The brother of an IRA man shot dead by the SAS 31 years ago claimed he was resigning from Sinn Fein live on radio on Tuesday after hearing Sinn Fein MLA Gerry Kelly say he was not against the use of informers.
The North Belfast MLA and Policing Board member spoke on BBC Radio Ulster’s Stephen Nolan show about the use of child informers after it was revealed that police paid out £2million to ‘covert human intelligence sources’ in the last five years.
Mr Kelly said: “I am not against the use of informants and I’ve never said that.”
He said that “of course police services operate on the basis that they gain information”, adding that as he has called for “people to bring forward information so it would be a complete contradiction for me to say I am against people giving information”.
Mr Kelly said “giving information is giving information whether you are a covert human intelligent source or otherwise”.

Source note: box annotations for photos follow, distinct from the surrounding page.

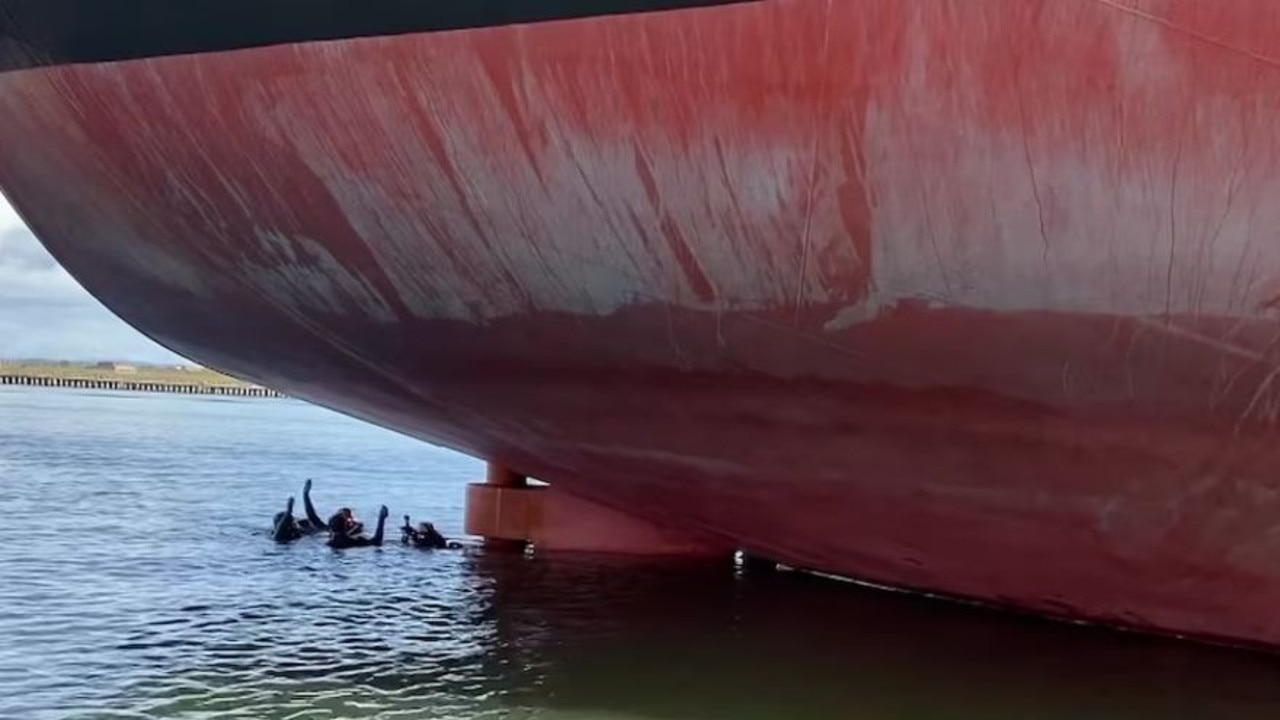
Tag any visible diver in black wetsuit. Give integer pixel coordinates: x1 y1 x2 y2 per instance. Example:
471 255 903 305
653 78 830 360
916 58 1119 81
401 515 462 550
329 505 389 548
271 478 328 542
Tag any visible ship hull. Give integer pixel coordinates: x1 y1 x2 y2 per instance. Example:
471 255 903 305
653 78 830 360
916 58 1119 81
0 0 1280 646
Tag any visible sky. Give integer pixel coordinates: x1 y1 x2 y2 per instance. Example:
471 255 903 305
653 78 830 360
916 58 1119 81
0 195 182 363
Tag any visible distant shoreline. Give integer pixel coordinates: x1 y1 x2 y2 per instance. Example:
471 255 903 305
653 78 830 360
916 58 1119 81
0 361 284 397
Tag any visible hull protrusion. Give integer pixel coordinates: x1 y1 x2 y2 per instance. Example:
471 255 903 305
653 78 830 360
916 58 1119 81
466 464 732 557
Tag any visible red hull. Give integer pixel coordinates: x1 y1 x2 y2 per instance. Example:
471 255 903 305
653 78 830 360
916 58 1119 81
0 0 1280 644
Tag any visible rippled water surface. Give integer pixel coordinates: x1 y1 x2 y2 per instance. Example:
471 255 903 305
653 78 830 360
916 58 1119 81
0 388 1280 720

He said he did not agree with the use of “vulnerable people and in that category I put children”.
“Besides which it can put their life in danger so I think it is pretty obvious that it is absolutely the wrong way to go about it,” he added.
After hearing Mr Kelly speak about the use of informers, Frank McGirr from Coalisland, Co Tyrone, whose 23-year-old brother Colm was shot dead in December 1983, said he was “so annoyed with Gerry Kelly”.
Claiming to be a member of Sinn Fein, Mr McGirr said: “I am a member of Sinn Fein no longer from today. I don’t support informers. Informers are low lives. Thirty-one years ago my youngest brother Colm was murdered by the SAS on December 4 at Clonoe and that was due to police informers.”
He said his brother was a member of the PIRA but was unarmed at the time he was killed.
On Tuesday night, a spokesman for Sinn Fein denied Mr McGirr had been a party member when he publicly ‘resigned’ on air.